Overall economic growth will easily cross the peak we reached in the fourth quarter of 2019 in the second quarter of 2021. Data on the first quarter is due out tomorrow; it appears that growth accelerated at close to a 7% pace after nearly screeching to a halt at the end of 2020. We averted a double-dip recession by ramping up vaccinations and massive emergency aid and stimulus. The economy is poised to post the strongest annual growth since 1984 this year after contracting sharply during 2020. The recovery in employment, however, is lagging that in the overall economy. A rising tide has not lifted all boats. Powell emphasized multiple times that we are still down about 8.5 million jobs from the pandemic.

Bubble? Powell addressed concerns about affordability in the housing market. He pointed out that the mortgages that are currently being underwritten are much better quality than they were leading up to the global financial crisis. However, the Fed is watching the surge in housing prices; affordability for entry-level buyers is becoming a problem.

Tight Labor Markets? Powell was questioned about why some workers are not coming back to work yet. He listed a litany of issues that are unique to the pandemic: lack of child care, fear of contagion, access to vaccinations and a jump in retirements at the onset of the crisis. These are all constricting the supply of workers. He noted supplements to unemployment insurance as a lesser factor that is scheduled to run out in September. We still are not seeing the kind of rise in wages that would be consistent with a tight labor market. Complaints of labor market tightness were common in the aftermath of the last recession but did not show up in wages until almost a decade after the recovery started. It took tight labor markets for employers to cast a wider net to find workers.

Powell noted that many of the Fed’s sources have adopted existing technologies that are boosting productivity growth, even in the service sector. Those increases in productivity growth, particularly at large firms, are likely to preserve profit margins and dampen the need to raise prices even as some wages go up. Rising wages at large employers have spillover effects on smaller employers who are unable to absorb those shocks. Those shifts, coupled with the business failures triggered by the pandemic, have wiped out “the work of generations.”

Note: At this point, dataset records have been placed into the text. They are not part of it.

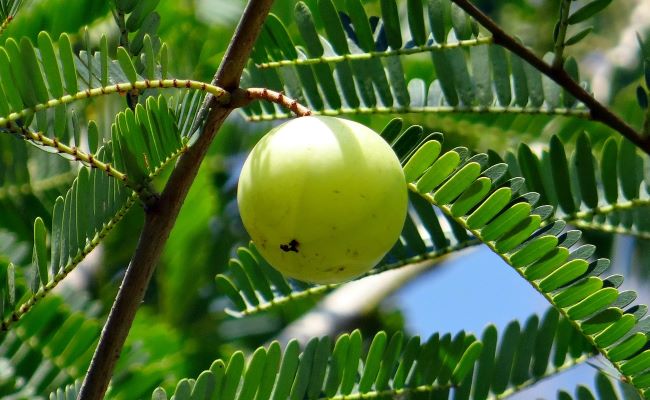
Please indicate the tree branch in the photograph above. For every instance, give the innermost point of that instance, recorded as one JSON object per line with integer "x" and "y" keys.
{"x": 560, "y": 36}
{"x": 597, "y": 110}
{"x": 161, "y": 216}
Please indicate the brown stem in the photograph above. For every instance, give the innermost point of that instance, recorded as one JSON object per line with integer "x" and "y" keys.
{"x": 161, "y": 216}
{"x": 597, "y": 110}
{"x": 274, "y": 97}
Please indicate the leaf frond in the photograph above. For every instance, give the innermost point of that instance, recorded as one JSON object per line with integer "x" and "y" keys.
{"x": 511, "y": 224}
{"x": 355, "y": 66}
{"x": 443, "y": 366}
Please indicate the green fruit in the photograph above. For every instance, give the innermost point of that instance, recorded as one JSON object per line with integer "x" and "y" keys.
{"x": 323, "y": 198}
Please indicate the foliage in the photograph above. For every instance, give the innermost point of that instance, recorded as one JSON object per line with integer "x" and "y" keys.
{"x": 101, "y": 102}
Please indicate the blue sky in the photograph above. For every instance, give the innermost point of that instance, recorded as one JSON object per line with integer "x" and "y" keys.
{"x": 471, "y": 291}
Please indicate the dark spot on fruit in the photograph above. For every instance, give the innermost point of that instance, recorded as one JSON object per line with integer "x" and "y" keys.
{"x": 291, "y": 246}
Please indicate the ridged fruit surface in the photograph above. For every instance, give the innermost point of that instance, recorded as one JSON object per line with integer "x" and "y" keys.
{"x": 323, "y": 198}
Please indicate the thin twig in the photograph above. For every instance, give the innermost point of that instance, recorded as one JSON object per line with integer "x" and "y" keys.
{"x": 598, "y": 111}
{"x": 558, "y": 59}
{"x": 278, "y": 98}
{"x": 160, "y": 217}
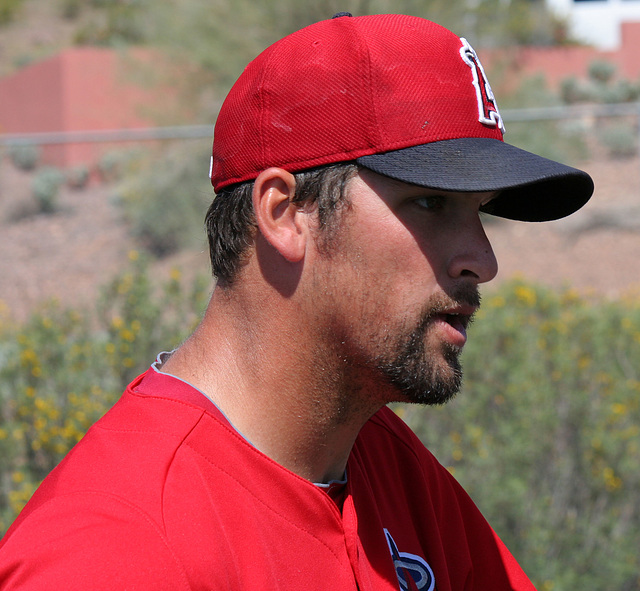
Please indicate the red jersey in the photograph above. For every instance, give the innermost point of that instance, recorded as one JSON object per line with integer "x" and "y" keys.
{"x": 163, "y": 493}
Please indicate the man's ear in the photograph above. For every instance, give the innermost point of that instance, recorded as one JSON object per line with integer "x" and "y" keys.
{"x": 282, "y": 223}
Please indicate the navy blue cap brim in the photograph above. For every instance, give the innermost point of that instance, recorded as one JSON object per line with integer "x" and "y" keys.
{"x": 531, "y": 188}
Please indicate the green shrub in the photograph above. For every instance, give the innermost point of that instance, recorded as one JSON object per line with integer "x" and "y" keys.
{"x": 63, "y": 369}
{"x": 166, "y": 203}
{"x": 621, "y": 141}
{"x": 25, "y": 156}
{"x": 545, "y": 434}
{"x": 45, "y": 188}
{"x": 78, "y": 177}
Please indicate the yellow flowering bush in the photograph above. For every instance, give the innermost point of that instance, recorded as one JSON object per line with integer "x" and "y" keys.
{"x": 545, "y": 435}
{"x": 546, "y": 432}
{"x": 63, "y": 369}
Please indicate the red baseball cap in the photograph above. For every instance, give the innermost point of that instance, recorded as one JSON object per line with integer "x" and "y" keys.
{"x": 398, "y": 94}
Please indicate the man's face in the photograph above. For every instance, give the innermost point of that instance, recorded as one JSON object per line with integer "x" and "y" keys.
{"x": 401, "y": 285}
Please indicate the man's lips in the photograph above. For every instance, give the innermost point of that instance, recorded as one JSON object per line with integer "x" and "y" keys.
{"x": 455, "y": 322}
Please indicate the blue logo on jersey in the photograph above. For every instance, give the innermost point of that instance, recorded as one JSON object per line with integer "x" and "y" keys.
{"x": 413, "y": 571}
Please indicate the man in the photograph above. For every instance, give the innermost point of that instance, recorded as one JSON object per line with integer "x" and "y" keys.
{"x": 351, "y": 161}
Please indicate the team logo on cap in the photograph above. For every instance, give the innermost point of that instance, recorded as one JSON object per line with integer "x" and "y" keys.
{"x": 487, "y": 107}
{"x": 413, "y": 571}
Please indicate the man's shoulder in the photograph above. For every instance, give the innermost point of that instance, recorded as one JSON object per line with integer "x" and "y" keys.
{"x": 386, "y": 440}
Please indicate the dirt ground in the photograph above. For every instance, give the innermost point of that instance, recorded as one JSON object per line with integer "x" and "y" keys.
{"x": 70, "y": 254}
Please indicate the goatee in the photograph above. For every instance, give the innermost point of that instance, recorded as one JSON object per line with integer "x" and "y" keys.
{"x": 425, "y": 374}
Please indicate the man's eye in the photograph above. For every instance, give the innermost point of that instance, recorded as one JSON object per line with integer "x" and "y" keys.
{"x": 431, "y": 202}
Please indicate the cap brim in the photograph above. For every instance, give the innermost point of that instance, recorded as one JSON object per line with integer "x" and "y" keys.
{"x": 532, "y": 188}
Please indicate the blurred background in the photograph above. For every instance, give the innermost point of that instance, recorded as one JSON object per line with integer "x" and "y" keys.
{"x": 106, "y": 120}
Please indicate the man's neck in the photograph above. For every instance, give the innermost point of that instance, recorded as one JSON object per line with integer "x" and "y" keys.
{"x": 289, "y": 401}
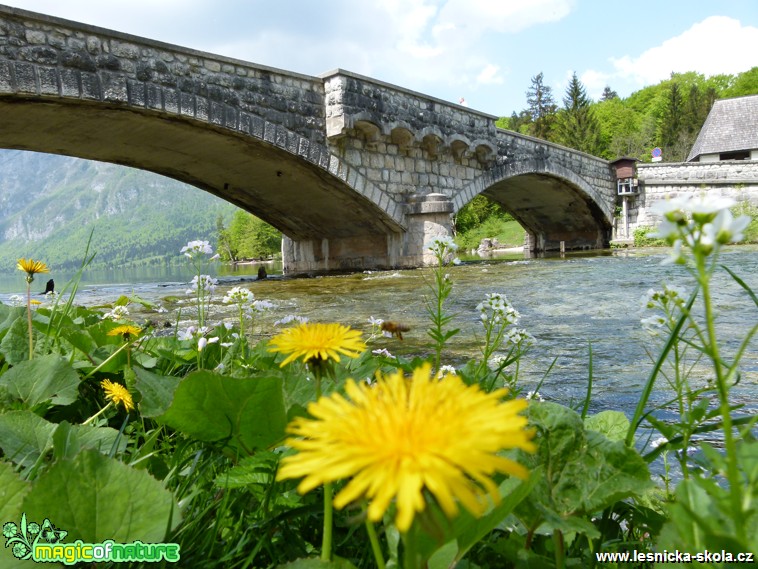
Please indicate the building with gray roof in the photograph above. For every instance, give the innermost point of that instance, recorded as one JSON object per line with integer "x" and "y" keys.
{"x": 730, "y": 132}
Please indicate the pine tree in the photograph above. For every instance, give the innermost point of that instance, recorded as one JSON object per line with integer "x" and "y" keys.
{"x": 577, "y": 126}
{"x": 542, "y": 108}
{"x": 608, "y": 94}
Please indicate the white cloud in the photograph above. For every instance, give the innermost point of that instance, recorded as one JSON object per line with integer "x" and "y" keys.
{"x": 716, "y": 45}
{"x": 489, "y": 75}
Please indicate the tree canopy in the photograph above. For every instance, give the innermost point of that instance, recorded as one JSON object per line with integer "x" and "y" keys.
{"x": 668, "y": 115}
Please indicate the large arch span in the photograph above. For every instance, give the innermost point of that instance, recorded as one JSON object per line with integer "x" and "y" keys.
{"x": 355, "y": 172}
{"x": 300, "y": 197}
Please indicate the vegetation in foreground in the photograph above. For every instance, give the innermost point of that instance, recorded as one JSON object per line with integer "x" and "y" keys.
{"x": 313, "y": 450}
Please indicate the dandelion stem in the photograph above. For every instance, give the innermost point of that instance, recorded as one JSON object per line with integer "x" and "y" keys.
{"x": 326, "y": 542}
{"x": 29, "y": 316}
{"x": 410, "y": 555}
{"x": 375, "y": 547}
{"x": 96, "y": 415}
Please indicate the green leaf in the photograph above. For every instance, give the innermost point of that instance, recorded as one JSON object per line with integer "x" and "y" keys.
{"x": 24, "y": 436}
{"x": 612, "y": 424}
{"x": 585, "y": 472}
{"x": 46, "y": 378}
{"x": 69, "y": 440}
{"x": 15, "y": 344}
{"x": 316, "y": 563}
{"x": 157, "y": 391}
{"x": 95, "y": 498}
{"x": 246, "y": 413}
{"x": 8, "y": 315}
{"x": 12, "y": 492}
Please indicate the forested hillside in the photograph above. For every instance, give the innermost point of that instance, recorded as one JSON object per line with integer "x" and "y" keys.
{"x": 50, "y": 204}
{"x": 668, "y": 115}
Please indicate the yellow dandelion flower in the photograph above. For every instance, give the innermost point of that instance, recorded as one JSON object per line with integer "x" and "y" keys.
{"x": 117, "y": 393}
{"x": 126, "y": 330}
{"x": 31, "y": 268}
{"x": 398, "y": 437}
{"x": 317, "y": 341}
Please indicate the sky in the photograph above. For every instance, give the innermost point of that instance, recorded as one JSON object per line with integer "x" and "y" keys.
{"x": 485, "y": 52}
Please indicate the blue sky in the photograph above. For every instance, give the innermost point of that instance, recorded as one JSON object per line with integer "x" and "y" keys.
{"x": 485, "y": 51}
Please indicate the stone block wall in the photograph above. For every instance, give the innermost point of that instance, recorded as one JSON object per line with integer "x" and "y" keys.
{"x": 48, "y": 56}
{"x": 737, "y": 179}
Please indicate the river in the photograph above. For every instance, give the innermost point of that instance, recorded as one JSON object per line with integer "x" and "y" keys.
{"x": 567, "y": 304}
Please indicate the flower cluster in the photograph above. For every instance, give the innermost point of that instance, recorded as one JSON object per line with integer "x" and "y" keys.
{"x": 117, "y": 313}
{"x": 201, "y": 334}
{"x": 519, "y": 337}
{"x": 291, "y": 318}
{"x": 702, "y": 223}
{"x": 667, "y": 304}
{"x": 202, "y": 284}
{"x": 238, "y": 295}
{"x": 496, "y": 309}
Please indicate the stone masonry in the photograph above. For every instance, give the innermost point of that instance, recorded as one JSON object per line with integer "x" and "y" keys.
{"x": 355, "y": 172}
{"x": 737, "y": 179}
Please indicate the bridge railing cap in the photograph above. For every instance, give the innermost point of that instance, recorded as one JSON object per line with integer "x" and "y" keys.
{"x": 345, "y": 73}
{"x": 55, "y": 20}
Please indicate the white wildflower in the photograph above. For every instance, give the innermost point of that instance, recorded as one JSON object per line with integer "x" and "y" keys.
{"x": 238, "y": 295}
{"x": 496, "y": 362}
{"x": 195, "y": 248}
{"x": 262, "y": 305}
{"x": 520, "y": 337}
{"x": 446, "y": 370}
{"x": 202, "y": 283}
{"x": 116, "y": 313}
{"x": 203, "y": 341}
{"x": 382, "y": 352}
{"x": 16, "y": 300}
{"x": 291, "y": 318}
{"x": 534, "y": 395}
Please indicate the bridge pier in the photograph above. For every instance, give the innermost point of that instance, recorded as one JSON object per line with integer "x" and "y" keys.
{"x": 427, "y": 217}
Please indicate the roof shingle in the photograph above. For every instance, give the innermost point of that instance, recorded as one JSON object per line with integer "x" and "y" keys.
{"x": 731, "y": 126}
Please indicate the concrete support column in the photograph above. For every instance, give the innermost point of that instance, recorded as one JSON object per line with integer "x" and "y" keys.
{"x": 428, "y": 217}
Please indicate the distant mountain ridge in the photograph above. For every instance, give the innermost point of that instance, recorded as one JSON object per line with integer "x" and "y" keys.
{"x": 50, "y": 204}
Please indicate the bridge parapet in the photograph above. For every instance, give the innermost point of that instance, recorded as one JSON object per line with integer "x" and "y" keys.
{"x": 45, "y": 56}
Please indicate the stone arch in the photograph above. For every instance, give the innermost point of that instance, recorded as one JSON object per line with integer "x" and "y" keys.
{"x": 401, "y": 134}
{"x": 430, "y": 138}
{"x": 292, "y": 182}
{"x": 551, "y": 202}
{"x": 484, "y": 150}
{"x": 459, "y": 145}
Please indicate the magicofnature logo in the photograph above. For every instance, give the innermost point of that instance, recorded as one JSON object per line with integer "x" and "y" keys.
{"x": 44, "y": 543}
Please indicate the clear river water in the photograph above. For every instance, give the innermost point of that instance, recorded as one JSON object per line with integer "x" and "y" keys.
{"x": 566, "y": 303}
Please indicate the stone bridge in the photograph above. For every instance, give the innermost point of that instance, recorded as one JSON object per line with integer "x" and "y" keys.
{"x": 356, "y": 173}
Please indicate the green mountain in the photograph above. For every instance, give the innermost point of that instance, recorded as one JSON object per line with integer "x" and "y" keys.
{"x": 49, "y": 206}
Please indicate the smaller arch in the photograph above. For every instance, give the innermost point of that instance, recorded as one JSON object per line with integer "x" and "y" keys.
{"x": 401, "y": 134}
{"x": 484, "y": 150}
{"x": 459, "y": 145}
{"x": 368, "y": 130}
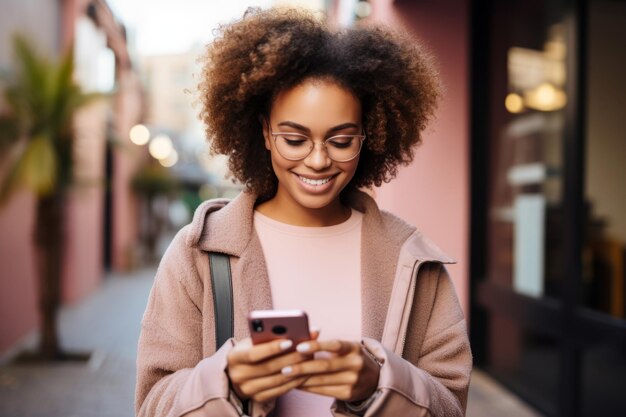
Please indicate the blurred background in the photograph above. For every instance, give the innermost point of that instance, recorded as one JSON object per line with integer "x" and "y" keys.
{"x": 521, "y": 179}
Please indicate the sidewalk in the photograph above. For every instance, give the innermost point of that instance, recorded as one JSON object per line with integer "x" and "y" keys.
{"x": 108, "y": 324}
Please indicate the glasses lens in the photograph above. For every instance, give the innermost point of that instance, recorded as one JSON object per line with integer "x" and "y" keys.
{"x": 339, "y": 148}
{"x": 294, "y": 146}
{"x": 343, "y": 147}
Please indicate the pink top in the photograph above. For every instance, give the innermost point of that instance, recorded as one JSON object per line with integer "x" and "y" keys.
{"x": 318, "y": 270}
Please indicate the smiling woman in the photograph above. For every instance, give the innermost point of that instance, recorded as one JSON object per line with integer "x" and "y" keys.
{"x": 308, "y": 116}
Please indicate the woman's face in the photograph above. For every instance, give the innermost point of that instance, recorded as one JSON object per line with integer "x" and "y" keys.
{"x": 318, "y": 110}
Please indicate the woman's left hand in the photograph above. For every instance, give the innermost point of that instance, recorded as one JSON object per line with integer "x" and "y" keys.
{"x": 349, "y": 374}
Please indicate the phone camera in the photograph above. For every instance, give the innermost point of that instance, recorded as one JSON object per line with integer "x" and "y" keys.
{"x": 257, "y": 325}
{"x": 280, "y": 330}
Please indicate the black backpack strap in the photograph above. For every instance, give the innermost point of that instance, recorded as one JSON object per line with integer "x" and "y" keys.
{"x": 221, "y": 283}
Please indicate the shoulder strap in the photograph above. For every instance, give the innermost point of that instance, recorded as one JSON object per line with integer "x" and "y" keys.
{"x": 221, "y": 283}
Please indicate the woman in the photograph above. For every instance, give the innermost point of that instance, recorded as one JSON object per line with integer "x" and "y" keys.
{"x": 308, "y": 116}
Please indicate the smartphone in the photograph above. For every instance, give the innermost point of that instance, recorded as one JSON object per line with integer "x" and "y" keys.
{"x": 268, "y": 325}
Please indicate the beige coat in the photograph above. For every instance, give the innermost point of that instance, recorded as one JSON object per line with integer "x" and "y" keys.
{"x": 412, "y": 321}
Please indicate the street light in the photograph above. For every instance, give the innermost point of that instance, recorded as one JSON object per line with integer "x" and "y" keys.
{"x": 160, "y": 147}
{"x": 139, "y": 135}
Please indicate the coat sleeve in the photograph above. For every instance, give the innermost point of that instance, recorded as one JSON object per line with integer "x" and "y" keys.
{"x": 173, "y": 378}
{"x": 436, "y": 383}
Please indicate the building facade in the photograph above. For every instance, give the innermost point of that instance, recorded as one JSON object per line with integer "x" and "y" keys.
{"x": 101, "y": 219}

Powell was asked directly about criticisms from former Treasury Secretary Larry Summers that inflation will become more of a problem, like the 1970s. He reiterated the Fed’s understanding of base effects and bottlenecks. The Fed knows that the base effects will disappear in a few months. It is less clear how long it will take for bottlenecks to dissipate. If the Fed is wrong in its assessment, and inflation picks up in a more sustained way, it will deal with it. “We know our job; we will do our job,” he said in response to Summers.

Powell was asked about going to the homeless encampment that is near his office that he said keeps him awake at night on 60 Minutes. He said he will visit it but “not in the public eye.” He talked about his previous conversations with homeless people and why that’s important. “Homeless people...that could be you, your sister, your kid,” he said. I have never heard a Fed Chairman speak so compassionately about the most marginalized of workers. Refreshing.

Bottom Line
We were in a deep hole a year ago. We are finally rebounding with vaccinations and record stimulus, but it will take time. The Fed has decided it is more willing to risk a bit of overheating than derail a burgeoning boom. We need a boom to recover what was lost to the crisis, and get back to our pre-pandemic trend.